It simulates the speech, I think, that Microsoft's CEO at that time, or the head of research-- the speech was generated in his own accent, his own voice. But it was real time speech to speech, so hearing, translation, and speaking altogether. There's room for improvement. It shows the beginning.
Here's another success-- AlphaGo. So after Deep Blue happened, people said, well, that's chess. There's something not that hard about it. Let's take a much harder game-- Go. Go was known to be very much harder than chess by orders of magnitude. And the sense was it might be 30, 40 years before we tackle Go. It took 50 years before we could do Deep Blue.
You know, we see five years-- well, it was about-- it's lower-- 15 years later, Go is suddenly defeated. This came about 15 years before we thought it would be doable. And DeepMinds Google did it, partly learning, but also some more traditional techniques.
Google's WaveNet is something you should Google [CHUCKLES] I guess. Yeah. So WaveNet gives human-level speech synthesis that is indistinguishable from humans. Very worrisome development. It means we can now synthesize-- somebody can give you-- I just heard about that. There are now scam callers going on that simulate your mother or something like that, and will ask you to do something.
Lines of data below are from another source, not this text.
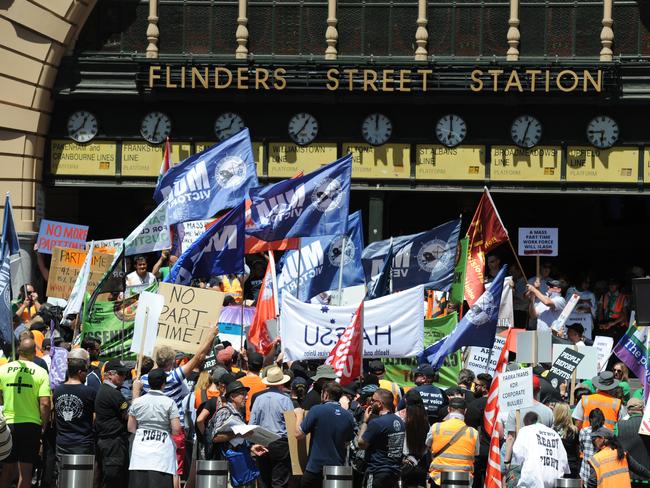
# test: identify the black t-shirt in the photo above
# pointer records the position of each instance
(110, 408)
(311, 399)
(74, 406)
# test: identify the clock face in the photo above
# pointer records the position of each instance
(82, 126)
(602, 132)
(227, 125)
(376, 129)
(451, 130)
(526, 131)
(303, 128)
(155, 127)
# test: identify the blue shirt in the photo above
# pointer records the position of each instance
(385, 438)
(175, 388)
(268, 411)
(331, 428)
And it's becoming hard to know that it's not your mother. OK? So it's a little worrisome. But that's starting to become possible or is possible now.
Watson-- so this was-- now we're going to 2017. We're talking January. We're talking last month. So IBM announced that Watson automated 30 mid-level insurance claim workers. Now, this might not sound like a lot. But they took an office of insurance claim workers that had about 35 people in them. And 30 of them are being replaced by this Watson software. They found it has the same quality as the workers-- mid-level workers.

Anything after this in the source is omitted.